If I could have wrested my bat from the Fridge I might have considered taking it home but it was pointless. He had a powerful grip when it came to cricket bats and food, particularly the latter. Standing close to him while he ate was risky. I would have trusted a Doberman more. Later Fridge went on to become a priest. Monica chose a more secular lifestyle but at least she was a good sport.

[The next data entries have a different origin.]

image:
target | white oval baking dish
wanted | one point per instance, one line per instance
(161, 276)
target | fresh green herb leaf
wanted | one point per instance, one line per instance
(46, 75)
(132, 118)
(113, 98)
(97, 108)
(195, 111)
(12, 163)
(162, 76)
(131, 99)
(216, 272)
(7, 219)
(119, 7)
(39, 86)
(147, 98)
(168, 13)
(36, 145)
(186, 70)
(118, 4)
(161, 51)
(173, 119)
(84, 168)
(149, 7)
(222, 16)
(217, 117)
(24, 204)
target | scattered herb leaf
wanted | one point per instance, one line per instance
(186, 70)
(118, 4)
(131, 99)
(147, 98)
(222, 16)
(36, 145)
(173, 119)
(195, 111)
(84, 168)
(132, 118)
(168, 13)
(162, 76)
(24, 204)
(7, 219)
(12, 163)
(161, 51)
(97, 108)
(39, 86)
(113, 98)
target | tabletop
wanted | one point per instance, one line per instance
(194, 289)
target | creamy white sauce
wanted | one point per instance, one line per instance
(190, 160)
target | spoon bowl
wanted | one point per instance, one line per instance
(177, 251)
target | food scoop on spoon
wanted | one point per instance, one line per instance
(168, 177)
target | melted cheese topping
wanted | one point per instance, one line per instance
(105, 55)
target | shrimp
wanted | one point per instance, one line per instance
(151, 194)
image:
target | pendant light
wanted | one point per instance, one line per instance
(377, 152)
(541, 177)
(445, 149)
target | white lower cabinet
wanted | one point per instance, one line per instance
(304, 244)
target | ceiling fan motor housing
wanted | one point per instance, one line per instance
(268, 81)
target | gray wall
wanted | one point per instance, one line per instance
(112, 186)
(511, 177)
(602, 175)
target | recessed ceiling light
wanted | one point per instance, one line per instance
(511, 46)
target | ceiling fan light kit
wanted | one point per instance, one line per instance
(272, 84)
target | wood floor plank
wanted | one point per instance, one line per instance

Anyway, to overcome the threatened cancellation of the remainder of the cricket tour the International Cricket Council looked around for a fair and equitable solution. And lo and behold, there it was; a public lynching of the umpire. That always works. Well, so much for fair play.
Footnote
On completion of this article and in fairness to any critics of same I was conscious of the fact that there was a slight chance some readers might be offended by some of its content. To any reader who is I sincerely apologise. To be honest though I was less concerned about the sensibilities of readers I did not know and more about those I did, in particular my old dalliance, Monica Kelly. So much so that when I bumped into Monica and Fridge in the street recently I broached the subject and asked her for her thoughts. Her response was bitter sweet. She would be delighted to see her name in print. Sadly however she could not recall that anything had gone on between us.
Her brother’s response was more problematic. Father Fridge, as he is now known, hotly disputed that I had bowled him out on the day of the stumped pumpkin and maintained that he had got the better of me in that particular encounter. Apparently his time in the seminary and since has taught him little about sporting ethics.